Not all of this change may be good, but change it is for sure and organisations have to learn fast to recognise and cope with it. Sandeep Deshpande, GM, Johnson Controls Global Workplace Solutions, India, says: “For the first time ever, four generations are working side by side. As the baby boomers of the 1950’s start to retire, global businesses are facing a fundamental shortfall in talent. Providing a stimulating working environment is going to be a key factor in the war for future talent.”

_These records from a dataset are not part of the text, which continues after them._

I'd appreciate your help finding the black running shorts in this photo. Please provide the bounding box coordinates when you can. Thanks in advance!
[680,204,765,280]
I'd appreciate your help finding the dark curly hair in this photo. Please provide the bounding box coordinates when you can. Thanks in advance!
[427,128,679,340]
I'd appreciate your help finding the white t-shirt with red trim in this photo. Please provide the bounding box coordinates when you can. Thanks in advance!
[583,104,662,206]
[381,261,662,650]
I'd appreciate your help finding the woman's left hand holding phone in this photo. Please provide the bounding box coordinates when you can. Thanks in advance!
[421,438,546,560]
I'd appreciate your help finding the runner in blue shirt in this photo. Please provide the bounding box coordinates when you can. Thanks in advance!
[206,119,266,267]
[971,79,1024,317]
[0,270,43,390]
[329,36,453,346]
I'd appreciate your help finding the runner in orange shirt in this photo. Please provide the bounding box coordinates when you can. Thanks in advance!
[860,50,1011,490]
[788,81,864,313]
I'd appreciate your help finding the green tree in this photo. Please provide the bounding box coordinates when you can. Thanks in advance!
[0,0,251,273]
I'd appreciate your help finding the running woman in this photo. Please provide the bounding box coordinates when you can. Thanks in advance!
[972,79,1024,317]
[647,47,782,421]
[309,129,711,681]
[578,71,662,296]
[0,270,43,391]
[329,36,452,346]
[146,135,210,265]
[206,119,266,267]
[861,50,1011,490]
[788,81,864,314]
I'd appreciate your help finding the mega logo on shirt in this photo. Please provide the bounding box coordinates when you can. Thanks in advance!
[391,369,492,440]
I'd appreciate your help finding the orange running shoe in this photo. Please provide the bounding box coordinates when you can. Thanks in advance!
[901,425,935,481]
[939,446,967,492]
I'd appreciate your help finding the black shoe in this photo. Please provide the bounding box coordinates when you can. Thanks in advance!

According to R Venkattesh, head, human capital, Development Credit Bank Limited: “In appearance, the workplace will have fewer walls, less closed cubicles and more open spaces, more movement and more ease. Technology will pave the way for paperless offices, and employees will quickly take on the added role of brand custodians. The virtual office will become a reality, employees will have the flexibility to work from home, and actual hours spent in office will reduce considerably. This will ensure a better work-life balance, and a system that puts employee interests first.” Today’s workplaces are clearly futuristic and focused on creating work environments that are conducive to having fun. According to Sridhar KR, director, human resources, Grand Hyatt Mumbai: “Technology has started and is playing a vital role in this paradigm shift. New age innovations in communication—‘pod’casting delivers greater opportunities to learn as well as create maximum impact.”
This could be just one of the many enablers that technology would help perform. Employers need to remember that there are several instances where people spend more time at work than at home, so work and workplaces can also be about having a life and fun. Also, with an ever-increasing emphasis on performance and delivery of results, “the employee of the future is likely to be under tremendous stress,” points out Sridhar, and “stress-relieving mechanisms would therefore be critical.”
Modern workplaces are thus known to introduce cross-functional and creative interest work groups within an organisation, as one example. Stronger bonds within the workplace would be direct offshoots of this. It has even led younger people to start and create workplaces of their own, with their definitions of what is cool and right. This could also spawn an era of entrepreneurship, often borne out of a need to have a workplace that understands and respects individual creativity and freedom. As Raj Kurup, chief creative officer, Creative Land Asia, shares: “I have worked for eight-odd companies; I never felt I belonged to any of them. So, with this company, I wanted to start a country, and not a company. It is not a workplace but a land of creative people. It’s a land where people come to experience, nurture, build, invest, learn, play and work. While we have an address, the office is in our heart and mind.”
Such is the changing nature of the workplace that to understand it better, Johnson Controls Global WorkPlace Solutions has launched its research project called OXYGENZ, a global survey of 18-25 year-olds to understand their preferences for their future workplace, wherein globally, students would participate in the first ever online survey of its kind. This project, developed in partnership with Haworth, will essentially investigate how, where and when young people wish to work, which in turn would help businesses understand the workplace attributes essential in the recruitment and retention of young people. In the workplace of the future, innovation embraces what happens within the workplaces, where it can be made more open to change, more focused on customer needs and more knowledge intensive.
Agrees Puneet Johar, MD, Tangerine Digital Entertainment: “The new age workplace is an enabler of people’s aspirations. It’s a tough shift in mindset for all concerned as we have been used to a top-down management style. As with any other paradigm shift, the success of an enabling workplace is dependent on how well people adapt to this change.”